13. Eiseres heeft verklaard dat zij en [B] zijn betrapt terwijl zij het bed met elkaar deelden, waarna zij zijn gevlucht. Verweerder heeft het standpunt ingenomen dat deze door eiseres gestelde problemen ongeloofwaardig zijn. Verweerder heeft tegengeworpen dat eiseres niet de naam weet van de schoonzus van [B] , door wie zij stellen te zijn betrapt. Verweerder heeft ook aangevoerd dat eiseres en [B] tegenstrijdig hebben verklaard over wie er als eerste het huis heeft verlaten tijdens de vlucht. Verder heeft verweerder aan eiseres tegengeworpen dat zij wisselend heeft verklaard over haar ontsnapping. Zij heeft namelijk enerzijds verklaard dat zij naakt is weggerend en vervolgens een jurk heeft gestolen van een waslijn en daarna een heuvel is opgerend, en anderzijds dat zij is weggerend, door mensen is gezien en achtervolgd en dat zij een bos in is gerend. Verweerder heeft ook tegengeworpen dat eiseres en [B] wisselende verklaringen hebben afgelegd over wie er is vergeten om de deur op slot te doen.
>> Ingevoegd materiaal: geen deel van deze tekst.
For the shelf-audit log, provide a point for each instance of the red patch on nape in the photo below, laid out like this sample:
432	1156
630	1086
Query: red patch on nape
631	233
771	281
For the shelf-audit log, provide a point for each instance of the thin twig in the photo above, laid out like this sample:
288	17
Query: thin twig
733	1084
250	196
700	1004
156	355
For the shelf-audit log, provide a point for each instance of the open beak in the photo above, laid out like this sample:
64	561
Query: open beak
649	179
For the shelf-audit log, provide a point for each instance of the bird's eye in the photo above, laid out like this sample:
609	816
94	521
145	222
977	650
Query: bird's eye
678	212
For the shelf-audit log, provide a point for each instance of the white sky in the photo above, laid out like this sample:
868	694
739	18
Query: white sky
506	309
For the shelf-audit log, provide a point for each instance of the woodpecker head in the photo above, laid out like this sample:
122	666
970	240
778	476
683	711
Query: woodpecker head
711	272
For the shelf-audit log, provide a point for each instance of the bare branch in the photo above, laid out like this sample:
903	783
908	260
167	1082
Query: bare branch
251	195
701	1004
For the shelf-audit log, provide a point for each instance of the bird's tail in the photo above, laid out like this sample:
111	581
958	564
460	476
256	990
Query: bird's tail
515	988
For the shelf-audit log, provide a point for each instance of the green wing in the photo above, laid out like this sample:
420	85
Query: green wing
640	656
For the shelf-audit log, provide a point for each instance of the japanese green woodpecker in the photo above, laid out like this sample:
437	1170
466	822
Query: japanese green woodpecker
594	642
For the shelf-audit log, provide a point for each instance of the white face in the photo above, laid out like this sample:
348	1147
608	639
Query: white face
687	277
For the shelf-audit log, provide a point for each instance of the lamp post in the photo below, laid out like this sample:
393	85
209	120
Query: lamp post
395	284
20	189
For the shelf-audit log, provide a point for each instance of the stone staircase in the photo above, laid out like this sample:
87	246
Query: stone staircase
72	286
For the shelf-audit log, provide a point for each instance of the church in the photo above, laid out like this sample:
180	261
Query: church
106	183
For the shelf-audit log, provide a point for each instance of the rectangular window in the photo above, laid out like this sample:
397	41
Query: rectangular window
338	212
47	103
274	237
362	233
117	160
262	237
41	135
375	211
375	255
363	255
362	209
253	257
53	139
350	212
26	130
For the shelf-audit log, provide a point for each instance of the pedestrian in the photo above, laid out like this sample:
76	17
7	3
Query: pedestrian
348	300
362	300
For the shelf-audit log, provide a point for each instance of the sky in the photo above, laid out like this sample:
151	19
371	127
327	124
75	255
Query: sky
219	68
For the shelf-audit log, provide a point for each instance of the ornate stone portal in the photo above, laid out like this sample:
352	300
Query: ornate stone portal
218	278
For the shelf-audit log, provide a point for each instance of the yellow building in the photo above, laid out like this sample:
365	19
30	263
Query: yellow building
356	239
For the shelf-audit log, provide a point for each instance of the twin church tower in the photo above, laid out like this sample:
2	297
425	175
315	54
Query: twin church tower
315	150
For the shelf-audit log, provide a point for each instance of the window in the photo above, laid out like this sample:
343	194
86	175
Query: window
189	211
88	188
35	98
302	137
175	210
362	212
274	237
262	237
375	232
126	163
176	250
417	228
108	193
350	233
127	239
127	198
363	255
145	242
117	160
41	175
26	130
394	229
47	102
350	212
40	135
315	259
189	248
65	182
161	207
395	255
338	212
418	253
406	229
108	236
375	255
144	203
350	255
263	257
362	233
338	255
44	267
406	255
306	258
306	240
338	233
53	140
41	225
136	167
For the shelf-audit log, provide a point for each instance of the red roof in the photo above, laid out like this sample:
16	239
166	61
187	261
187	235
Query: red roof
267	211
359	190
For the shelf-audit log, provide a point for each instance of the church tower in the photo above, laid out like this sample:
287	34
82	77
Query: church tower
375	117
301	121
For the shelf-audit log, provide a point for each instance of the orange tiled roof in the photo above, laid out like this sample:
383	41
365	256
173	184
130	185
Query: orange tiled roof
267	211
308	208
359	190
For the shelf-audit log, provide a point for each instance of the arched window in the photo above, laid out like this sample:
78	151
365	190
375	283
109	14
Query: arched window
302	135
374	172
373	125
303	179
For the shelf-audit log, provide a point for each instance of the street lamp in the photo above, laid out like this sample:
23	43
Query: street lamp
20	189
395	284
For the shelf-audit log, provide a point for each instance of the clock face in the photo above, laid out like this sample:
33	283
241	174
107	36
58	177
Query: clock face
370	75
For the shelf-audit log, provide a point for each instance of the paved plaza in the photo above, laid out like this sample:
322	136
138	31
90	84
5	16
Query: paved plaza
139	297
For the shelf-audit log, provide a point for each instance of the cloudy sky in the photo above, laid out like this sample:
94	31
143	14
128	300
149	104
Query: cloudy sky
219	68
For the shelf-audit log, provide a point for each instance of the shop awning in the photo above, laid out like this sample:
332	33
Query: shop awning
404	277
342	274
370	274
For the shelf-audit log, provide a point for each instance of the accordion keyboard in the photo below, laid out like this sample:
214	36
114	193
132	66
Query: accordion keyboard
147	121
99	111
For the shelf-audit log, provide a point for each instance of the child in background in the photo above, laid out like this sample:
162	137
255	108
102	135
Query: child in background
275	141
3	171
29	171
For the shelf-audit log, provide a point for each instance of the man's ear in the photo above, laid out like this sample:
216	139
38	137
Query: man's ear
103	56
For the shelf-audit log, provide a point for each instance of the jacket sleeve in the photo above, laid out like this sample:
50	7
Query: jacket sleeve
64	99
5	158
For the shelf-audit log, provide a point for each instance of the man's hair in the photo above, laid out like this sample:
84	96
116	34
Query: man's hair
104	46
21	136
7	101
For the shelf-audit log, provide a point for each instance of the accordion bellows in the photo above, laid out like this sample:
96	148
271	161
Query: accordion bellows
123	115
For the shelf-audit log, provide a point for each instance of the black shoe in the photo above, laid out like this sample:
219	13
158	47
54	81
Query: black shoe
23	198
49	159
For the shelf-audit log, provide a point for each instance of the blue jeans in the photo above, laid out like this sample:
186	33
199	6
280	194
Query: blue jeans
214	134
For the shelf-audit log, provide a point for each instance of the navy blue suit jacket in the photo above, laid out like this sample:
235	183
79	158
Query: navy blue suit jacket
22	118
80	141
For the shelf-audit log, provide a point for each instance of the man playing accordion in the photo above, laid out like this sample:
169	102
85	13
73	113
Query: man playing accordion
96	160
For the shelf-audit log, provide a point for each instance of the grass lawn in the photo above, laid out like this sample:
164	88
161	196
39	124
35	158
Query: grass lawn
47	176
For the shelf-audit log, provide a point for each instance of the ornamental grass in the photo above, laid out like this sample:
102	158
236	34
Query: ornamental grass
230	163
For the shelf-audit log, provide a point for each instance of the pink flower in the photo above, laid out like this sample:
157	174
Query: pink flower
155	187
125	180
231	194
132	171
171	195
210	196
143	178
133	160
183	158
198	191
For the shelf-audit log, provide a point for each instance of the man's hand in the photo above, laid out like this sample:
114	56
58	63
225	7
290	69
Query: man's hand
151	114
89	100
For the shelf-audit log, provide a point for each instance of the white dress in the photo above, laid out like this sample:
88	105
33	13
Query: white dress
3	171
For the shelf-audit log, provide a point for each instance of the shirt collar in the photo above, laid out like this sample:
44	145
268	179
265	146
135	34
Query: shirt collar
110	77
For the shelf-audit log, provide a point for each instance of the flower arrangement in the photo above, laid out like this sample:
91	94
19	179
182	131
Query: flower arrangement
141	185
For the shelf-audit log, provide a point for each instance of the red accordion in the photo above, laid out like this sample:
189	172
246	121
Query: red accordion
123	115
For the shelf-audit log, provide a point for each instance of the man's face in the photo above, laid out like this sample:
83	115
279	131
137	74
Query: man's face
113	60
Ook vindt verweerder het opmerkelijk dat eiseres en [B] zijn vergeten om de deur op slot te doen, nu zij er beide van op de hoogte waren dat [D] af en toe op bezoek kwam en nu eiseres wist hoe er in de maatschappij tegen lesbische geaardheid werd aangekeken en eiseres zich dus bewust was van het risico van het hebben van een relatie met een vrouw in Uganda. Eiseres heeft deze tegenwerpingen van verweerder in verband met de door eiseres gestelde problemen in beroep niet bestreden.
14. Op basis van wat in de alinea’s 5 tot en met 11 is overwogen, is de rechtbank van oordeel dat verweerder de gestelde lesbische geaardheid van eiseres en de daaruit voortvloeiende problemen ongeloofwaardig heeft mogen vinden. Wat eiseres overigens heeft aangevoerd, behoeft geen bespreking meer.
15. Het beroep is ongegrond. Voor een proceskostenveroordeling bestaat geen aanleiding.

Beslissing

De rechtbank verklaart het beroep ongegrond.
Deze uitspraak is gedaan door mr. G.P. Loman, rechter, in aanwezigheid van mr. E. Kersten, griffier.
De uitspraak is uitgesproken in het openbaar en bekendgemaakt op:
03 juni 2022

Documentcode: [documentcode]

Rechtsmiddel

Tegen deze uitspraak kan hoger beroep worden ingesteld bij de Afdeling bestuursrechtspraak van de Raad van State binnen vier weken na de dag van bekendmaking.